March 28, 2024

Government Spending

Tinkering with Taxes

State pols battle local officials for hearts and minds of voters.

Neil Skene | 6/1/2007

State legislators, legends in their own minds when it comes to delivering great government, seem determined to pre-empt local elected officials and declare local government profligate.


St. Petersburg Mayor Rick Baker (left) talks with Senate President Ken Pruitt about property taxes during an April visit to the Capitol. "In June the people here (in Tallahassee) will be celebrating," Baker said, "and in August when local governments are doing their budgets, people will be screaming." [AP Photo / Phil Coale]
A special session starting June 12 is designed to fulfill Republican campaign themes about rolling back property taxes and imposing caps on local taxes for the future. "Save Our Homes," a tax cap originally created to help people stay in their fast-appreciating homes, may be extended to people who don't want to stay in their fast-appreciating homes. School boards, those paragons of effective spending, are exempted from the tax reductions under almost everyone's proposal; in fact, the $72-billion state budget for next year increases the amount of tax school boards are required to impose.

Why, one might wonder, if local citizens are so outraged about their local taxes, did they re-elect so many local officials last year and why did they bypass those officials and appealing instead to the state Legislature?

Maybe this "tax revolt" is the last hurrah of the Jeb Bush Republicans looking for one more statewide anti-tax crusade. Maybe legislators are loving all this tax-cut rhetoric without having to cut spending. And maybe it was the inevitable consequence when some residents pay higher taxes while the folks next door do not.

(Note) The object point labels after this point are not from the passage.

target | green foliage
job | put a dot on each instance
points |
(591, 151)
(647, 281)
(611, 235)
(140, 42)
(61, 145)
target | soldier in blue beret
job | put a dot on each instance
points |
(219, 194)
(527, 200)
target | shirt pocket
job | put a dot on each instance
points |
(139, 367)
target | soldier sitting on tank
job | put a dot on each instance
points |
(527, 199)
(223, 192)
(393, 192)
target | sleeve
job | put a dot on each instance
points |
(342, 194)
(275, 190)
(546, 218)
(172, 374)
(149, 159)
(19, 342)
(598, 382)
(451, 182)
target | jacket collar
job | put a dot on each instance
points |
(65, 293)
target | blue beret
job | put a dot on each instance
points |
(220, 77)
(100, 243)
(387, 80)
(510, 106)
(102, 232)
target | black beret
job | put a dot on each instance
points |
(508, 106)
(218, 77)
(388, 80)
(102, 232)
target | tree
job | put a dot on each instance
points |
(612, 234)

"In June the people here (in Tallahassee) will be celebrating, and in August when local governments are doing their budgets, people will be screaming,"
St. Petersburg Mayor Rick Baker said in April as he took a lunch break during a lobbying trip.

Instead of letting local politics work this out and making local politicians deal directly with any uprising over local property taxes, the state politicians are stepping in with one big scythe, whacking at tax rates across the whole state at once.

"It is an indication of a failure in the political system," acknowledges Republican Sen. Don Gaetz, who nevertheless is a strong advocate of the mandated property tax cuts (and who owns millions of dollars in real estate). Gaetz chafed at mandates from the state when he was Okaloosa County's school superintendent. He declared, in an interview last winter, that as many government decisions as possible should be made by local officials, "people you can reach out and grab by the neck" ["Golden Gaetz," February, FloridaTrend.com].

The property tax issue "should be handled face to face between local taxing authorities and local taxpayers," he said in late April as the Legislature entered its final days. "We're doing the business that local governments should have done" because "thousands and thousands of Florida citizens are looking past local officials."

But that is a reason not to act, rather than to act. The biggest single risk to the sustainability of the republic is not $50 a month in property taxes but the decline in clear accountability of elected officials. Every level of government is involved in everything. The U.S. Congress is funding local swimming pools. The same local governments complaining about property tax cuts are getting millions in state grants for water and sewer projects, parks, arts centers, stadiums, roads and more.

They're like post-adolescents who want independence but won't move out of the parents' house. State legislators need to let them grow up and face the consequences of their decisions. Let them eat steak. More parks? Enough cops? Too many bureaucrats? That's for local voters to decide.

Gaetz is right, though, that local government performance is deficient. A lot of local governments simply haven't won the trust of their citizens when it comes to cost-effective local government. Here in Leon County, the generally Democratic taxpayers rejected a sales tax increase for healthcare proposed by an ever-squabbling county commission with a vague plan for spending the money. Commissions and councils spend hours on administration, then give citizens three minutes to speak. You get there on clogged local streets and muddle through incomprehensible agenda handouts.